Simone Weil wird am 3. Februar 1909 in Paris geboren. Die jüdische Herkunft der Familie spielt für die Lebenspraxis keine Rolle. Rückblickend auf ihre Jugendzeit schreibt Simone Weil: »Mit vierzehn Jahren verfiel ich einer jener grundlosen Verzweiflungen des Jugendalters, und ich wünschte ernstlich zu sterben, wegen der Mittelmäßigkeit meiner natürlichen Fähigkeiten. Nicht dies schmerzte mich, dass ich auf äußerliche Erfolge verzichten sollte, sondern dass ich niemals hoffen durfte, den Zugang zu jenem transzendenten Reich zu finden, in dem die Wahrheit wohnt. Ich wollte lieber sterben, als ohne sie zu leben. Nach Monaten innerer Verfinsterung empfing ich plötzlich und für immer die Gewissheit, dass jedes beliebige menschliche Wesen in dieses Reich der Wahrheit eindringt, sobald es nur die Wahrheit begehrt und seine Aufmerksamkeit in unaufhörlicher Bemühung auf ihre Erreichung gerichtet hält.«
Rigoros ist Simone Weils Bestreben, in den Bedingungen dieser Welt den Zusammenhang mit der Wahrheit zu erkennen. So beginnt sie 1925 in Paris Philosophie zu studieren. Sie versteht sich als Atheistin: »Seit meiner Jugend war ich der Ansicht, dass das Gottesproblem ein Problem ist, dessen Voraussetzungen uns hienieden fehlen, und dass die einzig sichere Methode, eine falsche Lösung zu vermeiden (was mir das größtmögliche Übel erschien) darin besteht es nicht zu stellen.« Zur Wahrheitssuche gehört intellektuelle Redlichkeit; also keine eigenen Imaginationen hinzufügen. Außerdem, fährt sie fort, »dachte ich, da wir nun einmal in dieser Welt sind, sei es unsere Aufgabe, die beste Haltung gegenüber den Problemen dieser Welt einzunehmen und diese Haltung hänge nicht von der Lösung des Gottesproblems ab.« Die beste Haltung gegenüber den Problemen dieser Welt ist der direkte, aufmerksame Kontakt mit der Wirklichkeit. »Die Wahrheit begehren, heißt einen unmittelbaren Kontakt mit der Wirklichkeit begehren.«


»Sobald ich die schönen Brücken über den Arno sah, fragte ich mich, wie ich so lange hatte fortbleiben können.«

In welchen Wirklichkeitsbereichen bewegt sich Simone Weil?
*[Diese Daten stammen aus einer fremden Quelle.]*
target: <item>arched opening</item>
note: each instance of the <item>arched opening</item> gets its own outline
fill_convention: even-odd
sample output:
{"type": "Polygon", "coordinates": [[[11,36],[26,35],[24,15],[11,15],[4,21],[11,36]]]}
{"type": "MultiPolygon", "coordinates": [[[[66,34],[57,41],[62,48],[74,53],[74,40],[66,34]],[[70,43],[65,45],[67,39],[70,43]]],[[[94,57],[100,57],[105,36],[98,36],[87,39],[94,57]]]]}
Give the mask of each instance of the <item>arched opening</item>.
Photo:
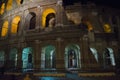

Mit Leib und Seele ist sie Philosophielehrerin. Für sie heißt das »einen tiefen Sinn für das Leben zu wecken und das Gefühl für die beunruhigenden Probleme der Gegenwart«. Selbständiges Reflektieren ist gefordert; ebenso die Fähigkeit, einen Gegenstand auf sich wirken zu lassen. »Die Aufmerksamkeit besteht darin, den Geist verfügbar zu halten. Vor allem soll der Geist leer sein, nichts suchend, aber bereit, den Gegenstand, der in ihn eingehen wird, in seiner nackten Wahrheit aufzunehmen.« Simone Weil wählt das Beispiel schriftstellerischer Arbeit, in der man in »eine Art des Wartens« gerät, »bis das richtige Wort von selbst aus der Feder fließt, während man nichts tut, als nur die unzulänglichen Worte abzuweisen.«
Ein weiterer Wirklichkeitsbereich ist das politische Engagement. Seit Studienzeiten gehört Simone Weil der revolutionären Gewerkschaftsbewegung an. Sie gibt unentgeltlich Weiterbildungskurse für Arbeiter, schreibt Artikel über deren soziale Benachteiligung, beteiligt sich an Protestmärschen und Streiks. Eigenständig kritisch setzt sie sich mit dem Marxismus auseinander, wird allerdings niemals Mitglied der KP. Trotzdem gilt sie – in Anspielung an Jeanne d’Arc – als »die rote Jungfrau«. Noch vor Hitlers Machtergreifung reist sie im Sommer 1932, auf dem Höhepunkt der Arbeitslosigkeit, nach Berlin. Simone Weil will einen authentischen Eindruck der Lage gewinnen. Mit seltener Klarheit analysiert sie in diversen Artikeln die Situation der sich zersplitternden linksorientierten Parteien und kündigt Hitlers Sieg an. Sie ist erschüttert über das Ausmaß der Krise und die Hoffnungslosigkeit der Arbeiter. Durch Flugblätter wirbt sie um spontane Hilfe für deutsche Flüchtlinge.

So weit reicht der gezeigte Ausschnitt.